Le jeune homme s’empourpra et ne pipa mot.


- T’as un truc à dire pour ta défense ? Je t’écoute.


Killian prit une profonde inspiration et riva ses prunelles dans celles de son supérieur.


- Je ne pensais pas à mal. Je souhaitais simplement… Faire de mon mieux pour mon unité et pour aider les voyageurs.

- Ouais, c’est ce que les siamois ont plaidé. Et j’imagine que c’est pas complètement faux. Quant à moi, je crois qu’on peut y adjoindre une bonne dose de prétention et d’imprudence.

- Les… Siamois ?

- Reiko et Manabu. Autre chose à ajouter ?

- Rien, argua-t-il en froissant le tissu de son uniforme entre ses phalanges. Enfin, si.
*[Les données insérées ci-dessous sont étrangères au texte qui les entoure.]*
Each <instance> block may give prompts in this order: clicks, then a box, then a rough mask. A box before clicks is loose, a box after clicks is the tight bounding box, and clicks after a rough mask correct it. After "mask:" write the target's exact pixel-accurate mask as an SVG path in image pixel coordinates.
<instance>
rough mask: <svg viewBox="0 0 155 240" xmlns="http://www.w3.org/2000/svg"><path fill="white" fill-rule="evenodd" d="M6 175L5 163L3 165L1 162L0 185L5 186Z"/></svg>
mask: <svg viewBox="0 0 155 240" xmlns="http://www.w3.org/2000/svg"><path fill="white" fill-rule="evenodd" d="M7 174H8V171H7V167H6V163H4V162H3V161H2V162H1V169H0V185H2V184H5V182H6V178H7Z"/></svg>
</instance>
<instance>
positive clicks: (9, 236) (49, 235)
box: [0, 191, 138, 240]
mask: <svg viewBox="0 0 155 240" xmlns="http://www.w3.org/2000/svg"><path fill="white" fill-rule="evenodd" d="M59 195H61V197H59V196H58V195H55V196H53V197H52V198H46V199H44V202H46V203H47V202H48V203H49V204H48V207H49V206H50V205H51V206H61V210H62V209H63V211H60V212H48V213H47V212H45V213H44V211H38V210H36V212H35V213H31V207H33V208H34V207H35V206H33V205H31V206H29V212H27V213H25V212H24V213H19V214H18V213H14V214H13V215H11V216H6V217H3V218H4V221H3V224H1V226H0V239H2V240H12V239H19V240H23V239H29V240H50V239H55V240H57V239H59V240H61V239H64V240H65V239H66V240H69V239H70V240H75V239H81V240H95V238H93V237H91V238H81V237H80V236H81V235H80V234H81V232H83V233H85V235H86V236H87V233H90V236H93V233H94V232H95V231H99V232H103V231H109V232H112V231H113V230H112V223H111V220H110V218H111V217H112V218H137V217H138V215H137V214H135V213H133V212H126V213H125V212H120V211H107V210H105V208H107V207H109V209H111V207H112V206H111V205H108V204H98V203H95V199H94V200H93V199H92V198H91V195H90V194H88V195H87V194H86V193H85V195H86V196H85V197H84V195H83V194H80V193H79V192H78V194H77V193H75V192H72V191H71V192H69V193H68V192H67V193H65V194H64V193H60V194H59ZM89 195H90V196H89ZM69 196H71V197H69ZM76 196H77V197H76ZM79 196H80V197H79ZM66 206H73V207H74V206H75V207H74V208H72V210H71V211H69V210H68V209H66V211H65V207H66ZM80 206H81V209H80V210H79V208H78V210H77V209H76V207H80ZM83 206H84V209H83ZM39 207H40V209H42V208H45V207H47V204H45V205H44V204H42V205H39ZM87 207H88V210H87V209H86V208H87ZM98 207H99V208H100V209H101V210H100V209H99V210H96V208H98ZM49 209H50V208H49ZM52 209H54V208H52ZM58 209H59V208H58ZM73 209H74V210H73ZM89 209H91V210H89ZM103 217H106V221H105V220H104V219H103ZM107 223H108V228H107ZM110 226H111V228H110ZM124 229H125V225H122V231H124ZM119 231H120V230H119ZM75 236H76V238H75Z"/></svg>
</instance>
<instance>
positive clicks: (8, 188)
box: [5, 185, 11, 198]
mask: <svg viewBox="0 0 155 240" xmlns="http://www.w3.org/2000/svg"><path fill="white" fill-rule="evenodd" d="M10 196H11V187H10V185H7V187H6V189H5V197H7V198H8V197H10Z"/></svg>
Je suis désolé et si vous choisissez de me garder, je vous assure que ça ne se reproduira pas.


Un fin sourire étira les lèvres du sniper.


- J’y compte bien. Comme ce désastre n’est pas entièrement de ton fait et puisque ni Reiko ni Manabu n’ont eu un comportement exemplaire, je reconnais qu’une deuxième chance n’est pas de trop. Ils  sont assez coutumiers des convocations à motif d’insubordination donc tu me feras l’obligeance de ne pas les imiter. 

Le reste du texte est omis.